Search warrants are boring to write and often need revisions or get completely rejected by judges altogether, and your National Security Agency needs to move faster than the speed of the convenient boogeyman known as 'terrorism.' So, after some catastrophic catalysts, congress was able to enact the Foreign Intelligence Surveillance Act which enabled them to do just that. Section 702 allows for the collection of foreign communications and is intended to essentially allow us to spy on anyone outside the US. Sounds pretty fucking good so far, why should I give a shit?


Turns out, for a communication to be considered foreign, only one part of the communication needs to be outside the US. Right now you are thinking, I don't talk to anyone outside the US, fuck this. Nah fam, your communication only needs to leave the US at any time.

Does Google route your email through a server stored in Canada or elsewhere? Foreign.

Does Verizon bounce your cellular data off a satellite over open waters or use international servers? Foreign.

Does AT&T store your text messages on a server farm in India because it keeps their costs down? Foreign.

Did you type anything into your chosen internet browser? Foreign.

All those searches for weird porn and dick pics you sent to your side chick have almost assuredly been viewed by an intelligence agent.

tenor Now you understand the gravity of the situation.

Up until now, those agencies have had carte blanche to just go nuts with scrolling through your private communications. However, the Foreign Surveillance Act is set to expire, and Congress is going to re-authorize the majority of the provisions set forth by it in the newly worded USA Liberty Act. As a brief aside, any bill dressed up with 'Liberty', 'Patriot' or any other bullshit, feel-good buzzword is likely teeming with rights violations. This new bill is going to add restrictions that require search warrants to be obtained should the information being collected be part of a criminal investigation. However, if the information being collected is just to search through it for 'intelligence', all bets are off and its business as usual, and business is good.

spyingdamage Oops... just a couple extra people (The Washington Post)

That's right friends:

The USA Liberty does not require government agents to apply for a warrant when searching through 702-collected data for investigations related to foreign intelligence.
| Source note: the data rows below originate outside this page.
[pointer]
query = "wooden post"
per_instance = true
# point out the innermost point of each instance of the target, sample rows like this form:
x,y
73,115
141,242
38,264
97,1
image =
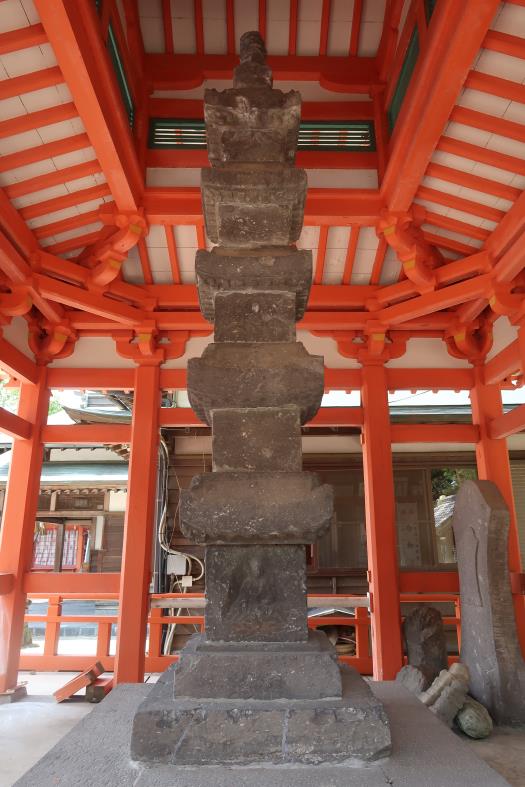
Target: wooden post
x,y
381,535
138,528
492,458
18,525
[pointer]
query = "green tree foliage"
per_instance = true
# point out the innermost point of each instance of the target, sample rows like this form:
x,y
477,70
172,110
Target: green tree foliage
x,y
447,480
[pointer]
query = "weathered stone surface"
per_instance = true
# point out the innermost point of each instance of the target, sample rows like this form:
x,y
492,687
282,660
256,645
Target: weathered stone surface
x,y
265,438
249,209
252,124
255,375
489,642
262,670
447,693
195,731
262,507
252,71
255,317
413,679
474,719
285,270
256,593
425,640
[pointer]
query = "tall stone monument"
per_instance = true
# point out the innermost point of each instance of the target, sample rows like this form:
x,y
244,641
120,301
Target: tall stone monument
x,y
489,641
257,685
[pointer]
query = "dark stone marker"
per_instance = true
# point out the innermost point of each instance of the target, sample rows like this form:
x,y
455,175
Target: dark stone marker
x,y
489,641
425,641
256,686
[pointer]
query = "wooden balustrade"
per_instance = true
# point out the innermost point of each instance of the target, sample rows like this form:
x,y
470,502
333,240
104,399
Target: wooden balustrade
x,y
156,661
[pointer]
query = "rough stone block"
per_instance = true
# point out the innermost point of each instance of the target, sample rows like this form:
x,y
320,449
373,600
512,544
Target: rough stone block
x,y
255,317
262,671
255,375
249,209
256,593
425,640
183,731
252,124
220,270
262,507
413,679
262,438
489,641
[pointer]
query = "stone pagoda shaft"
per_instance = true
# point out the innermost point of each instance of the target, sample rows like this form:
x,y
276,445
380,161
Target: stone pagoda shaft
x,y
255,384
256,686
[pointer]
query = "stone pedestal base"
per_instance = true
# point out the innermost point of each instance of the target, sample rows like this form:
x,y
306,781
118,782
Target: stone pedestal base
x,y
189,731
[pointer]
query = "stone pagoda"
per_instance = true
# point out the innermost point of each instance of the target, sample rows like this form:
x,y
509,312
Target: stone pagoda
x,y
256,686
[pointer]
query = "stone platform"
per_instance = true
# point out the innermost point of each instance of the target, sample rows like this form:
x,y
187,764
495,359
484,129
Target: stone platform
x,y
425,754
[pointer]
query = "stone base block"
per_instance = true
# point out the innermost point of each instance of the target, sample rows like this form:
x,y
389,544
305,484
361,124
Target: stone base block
x,y
262,438
256,593
262,670
235,732
249,209
288,271
231,375
256,508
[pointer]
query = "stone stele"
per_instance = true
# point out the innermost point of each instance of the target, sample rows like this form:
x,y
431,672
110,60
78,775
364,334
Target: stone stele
x,y
489,641
256,686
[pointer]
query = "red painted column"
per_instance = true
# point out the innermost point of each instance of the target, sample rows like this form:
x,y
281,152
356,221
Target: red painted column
x,y
492,458
381,536
138,528
18,525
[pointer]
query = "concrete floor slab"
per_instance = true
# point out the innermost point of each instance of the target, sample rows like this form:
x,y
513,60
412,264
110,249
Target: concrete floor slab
x,y
426,754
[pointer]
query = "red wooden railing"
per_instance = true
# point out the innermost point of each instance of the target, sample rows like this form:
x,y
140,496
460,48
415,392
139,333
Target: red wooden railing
x,y
51,660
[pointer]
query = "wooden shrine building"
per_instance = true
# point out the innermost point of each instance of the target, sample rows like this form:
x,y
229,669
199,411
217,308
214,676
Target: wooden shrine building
x,y
413,138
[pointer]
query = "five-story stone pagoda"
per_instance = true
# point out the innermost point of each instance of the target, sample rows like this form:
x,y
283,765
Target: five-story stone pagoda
x,y
257,686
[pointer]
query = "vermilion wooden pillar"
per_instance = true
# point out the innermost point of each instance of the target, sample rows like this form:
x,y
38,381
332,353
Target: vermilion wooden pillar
x,y
381,534
138,527
18,525
492,458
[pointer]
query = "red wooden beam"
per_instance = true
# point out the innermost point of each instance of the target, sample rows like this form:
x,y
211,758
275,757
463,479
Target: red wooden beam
x,y
46,151
325,27
168,28
474,182
73,30
458,203
183,72
28,83
504,43
350,254
16,364
193,109
40,182
67,201
508,424
484,155
172,253
434,433
86,434
71,223
22,38
454,38
199,26
13,425
68,583
356,27
336,207
321,255
43,117
474,119
503,365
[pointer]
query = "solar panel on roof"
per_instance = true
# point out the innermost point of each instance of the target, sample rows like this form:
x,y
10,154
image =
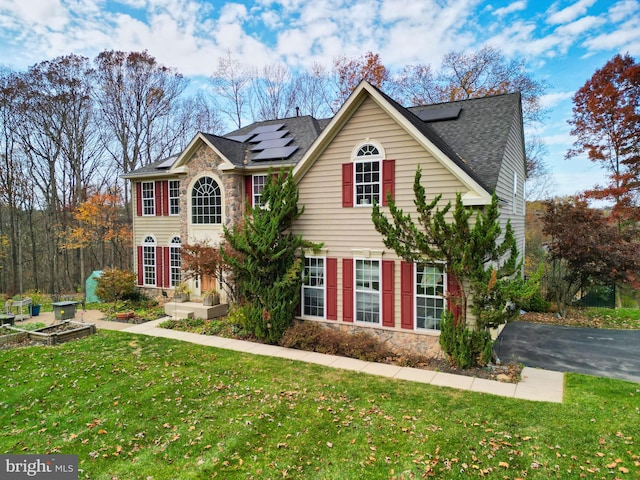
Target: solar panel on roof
x,y
267,128
241,138
276,153
269,135
446,113
168,162
274,143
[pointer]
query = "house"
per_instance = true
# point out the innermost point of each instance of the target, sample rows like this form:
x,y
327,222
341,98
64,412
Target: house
x,y
342,165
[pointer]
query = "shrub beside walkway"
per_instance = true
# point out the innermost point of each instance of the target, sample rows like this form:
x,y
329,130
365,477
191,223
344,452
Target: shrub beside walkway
x,y
536,384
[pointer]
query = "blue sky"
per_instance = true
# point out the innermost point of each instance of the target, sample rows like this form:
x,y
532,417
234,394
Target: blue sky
x,y
562,42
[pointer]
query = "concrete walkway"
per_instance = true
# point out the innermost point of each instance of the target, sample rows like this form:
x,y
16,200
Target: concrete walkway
x,y
535,384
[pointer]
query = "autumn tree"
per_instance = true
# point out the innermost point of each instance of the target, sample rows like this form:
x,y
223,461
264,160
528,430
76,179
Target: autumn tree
x,y
135,94
606,123
265,257
102,229
58,134
231,82
312,92
272,92
586,248
349,72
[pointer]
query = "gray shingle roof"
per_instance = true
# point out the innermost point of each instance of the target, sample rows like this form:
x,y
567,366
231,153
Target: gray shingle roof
x,y
303,130
479,136
476,139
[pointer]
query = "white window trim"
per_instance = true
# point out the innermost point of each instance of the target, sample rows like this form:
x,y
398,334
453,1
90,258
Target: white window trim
x,y
355,291
415,296
177,198
324,288
367,159
172,247
253,188
150,244
152,199
222,201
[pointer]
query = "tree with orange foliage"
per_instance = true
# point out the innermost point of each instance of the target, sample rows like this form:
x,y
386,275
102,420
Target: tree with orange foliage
x,y
606,122
350,72
102,229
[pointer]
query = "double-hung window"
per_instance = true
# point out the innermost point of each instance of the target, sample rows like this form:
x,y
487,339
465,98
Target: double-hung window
x,y
257,185
367,175
174,197
149,260
206,202
148,198
430,295
175,262
313,287
367,291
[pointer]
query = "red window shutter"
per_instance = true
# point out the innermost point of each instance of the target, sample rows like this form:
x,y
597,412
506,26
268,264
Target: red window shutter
x,y
347,289
453,296
167,265
332,288
140,266
159,267
248,189
388,306
157,201
139,199
347,184
165,197
406,295
388,179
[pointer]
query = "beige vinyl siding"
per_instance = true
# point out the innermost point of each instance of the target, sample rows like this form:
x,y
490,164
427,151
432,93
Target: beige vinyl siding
x,y
343,230
514,162
162,228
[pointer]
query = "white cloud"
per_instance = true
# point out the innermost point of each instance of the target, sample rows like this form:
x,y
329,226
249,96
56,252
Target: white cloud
x,y
569,13
626,38
512,7
36,13
550,100
584,24
624,10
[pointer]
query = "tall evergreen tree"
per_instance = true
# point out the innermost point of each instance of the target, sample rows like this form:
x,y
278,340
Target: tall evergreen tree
x,y
481,259
269,259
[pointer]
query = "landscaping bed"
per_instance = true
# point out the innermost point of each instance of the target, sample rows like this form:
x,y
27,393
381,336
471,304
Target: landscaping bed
x,y
312,337
12,337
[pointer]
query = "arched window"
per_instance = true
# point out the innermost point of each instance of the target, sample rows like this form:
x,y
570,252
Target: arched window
x,y
175,262
206,202
367,174
149,260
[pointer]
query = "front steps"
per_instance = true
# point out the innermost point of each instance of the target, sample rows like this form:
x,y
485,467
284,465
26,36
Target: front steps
x,y
195,310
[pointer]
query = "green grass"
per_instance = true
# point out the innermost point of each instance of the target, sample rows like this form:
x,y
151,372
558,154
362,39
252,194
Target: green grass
x,y
619,318
138,407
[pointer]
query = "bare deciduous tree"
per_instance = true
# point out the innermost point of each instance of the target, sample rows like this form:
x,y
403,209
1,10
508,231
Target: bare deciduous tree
x,y
231,82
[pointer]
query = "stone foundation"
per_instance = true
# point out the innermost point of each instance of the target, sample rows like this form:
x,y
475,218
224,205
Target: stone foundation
x,y
394,340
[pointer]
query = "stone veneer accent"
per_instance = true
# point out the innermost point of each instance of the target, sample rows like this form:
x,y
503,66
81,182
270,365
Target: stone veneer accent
x,y
394,340
206,160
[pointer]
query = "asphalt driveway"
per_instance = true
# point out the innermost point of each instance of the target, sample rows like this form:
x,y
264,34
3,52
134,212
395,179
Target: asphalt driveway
x,y
604,353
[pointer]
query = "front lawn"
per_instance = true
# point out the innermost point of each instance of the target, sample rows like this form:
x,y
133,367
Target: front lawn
x,y
138,407
617,319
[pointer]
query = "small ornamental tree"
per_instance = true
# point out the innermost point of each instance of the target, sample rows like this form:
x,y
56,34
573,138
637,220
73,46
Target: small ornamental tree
x,y
481,259
266,259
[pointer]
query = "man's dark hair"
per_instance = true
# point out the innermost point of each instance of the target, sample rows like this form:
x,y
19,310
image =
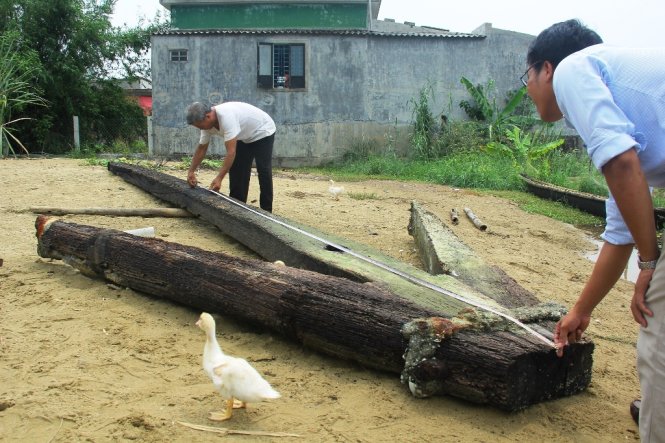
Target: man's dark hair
x,y
559,41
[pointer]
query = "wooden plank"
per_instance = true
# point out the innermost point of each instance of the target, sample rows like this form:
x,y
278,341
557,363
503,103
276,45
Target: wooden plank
x,y
268,235
470,356
115,212
442,252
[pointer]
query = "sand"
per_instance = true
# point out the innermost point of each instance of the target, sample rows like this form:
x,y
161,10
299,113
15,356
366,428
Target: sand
x,y
82,360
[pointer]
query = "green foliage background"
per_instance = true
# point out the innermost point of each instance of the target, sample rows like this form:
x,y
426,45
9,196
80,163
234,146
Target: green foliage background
x,y
75,56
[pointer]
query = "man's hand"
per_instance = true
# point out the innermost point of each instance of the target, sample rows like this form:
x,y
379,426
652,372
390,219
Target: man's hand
x,y
569,330
191,179
216,183
638,305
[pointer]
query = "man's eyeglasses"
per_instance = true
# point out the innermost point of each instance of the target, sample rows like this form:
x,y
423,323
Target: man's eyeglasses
x,y
525,77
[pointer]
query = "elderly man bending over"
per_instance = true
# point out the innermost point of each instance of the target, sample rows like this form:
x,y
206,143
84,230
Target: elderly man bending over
x,y
248,134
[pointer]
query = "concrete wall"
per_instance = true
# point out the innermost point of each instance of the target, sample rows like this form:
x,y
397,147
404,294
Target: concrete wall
x,y
360,86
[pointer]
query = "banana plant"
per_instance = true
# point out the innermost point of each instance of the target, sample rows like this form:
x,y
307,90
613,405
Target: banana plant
x,y
488,111
522,149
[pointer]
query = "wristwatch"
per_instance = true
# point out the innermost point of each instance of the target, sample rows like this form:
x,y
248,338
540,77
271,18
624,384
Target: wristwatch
x,y
651,264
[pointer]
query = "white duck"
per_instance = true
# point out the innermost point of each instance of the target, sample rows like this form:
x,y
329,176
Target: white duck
x,y
335,190
235,379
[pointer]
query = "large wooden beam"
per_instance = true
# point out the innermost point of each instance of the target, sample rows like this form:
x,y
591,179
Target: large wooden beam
x,y
471,356
276,238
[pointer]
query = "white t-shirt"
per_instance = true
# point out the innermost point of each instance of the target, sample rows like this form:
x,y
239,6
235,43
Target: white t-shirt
x,y
239,120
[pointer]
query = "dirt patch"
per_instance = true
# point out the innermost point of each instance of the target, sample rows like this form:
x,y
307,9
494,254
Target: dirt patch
x,y
85,360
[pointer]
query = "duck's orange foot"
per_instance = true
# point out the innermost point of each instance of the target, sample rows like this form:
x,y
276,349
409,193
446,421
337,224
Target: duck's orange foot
x,y
237,404
220,416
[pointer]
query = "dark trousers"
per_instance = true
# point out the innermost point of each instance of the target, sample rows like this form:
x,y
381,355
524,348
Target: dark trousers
x,y
241,170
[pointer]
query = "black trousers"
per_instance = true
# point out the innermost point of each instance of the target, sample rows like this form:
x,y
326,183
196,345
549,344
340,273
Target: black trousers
x,y
241,170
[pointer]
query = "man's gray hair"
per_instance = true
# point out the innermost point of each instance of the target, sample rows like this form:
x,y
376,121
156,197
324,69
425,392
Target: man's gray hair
x,y
196,112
If this bothers you, here is what you can do:

Go to, and contact your congressman or congresswoman. Give them a mission to protect our civil liberties and keep our private communications as just that, private. If you aren't concerned about this, may I urge you to reconsider with a quote from Martin Niemöller:

First they came for the Socialists, and I did not speak out—
Because I was not a Socialist.

Then they came for the Trade Unionists, and I did not speak out—
Because I was not a Trade Unionist.

Then they came for the Jews, and I did not speak out—
Because I was not a Jew.

Then they came for me—and there was no one left to speak for me.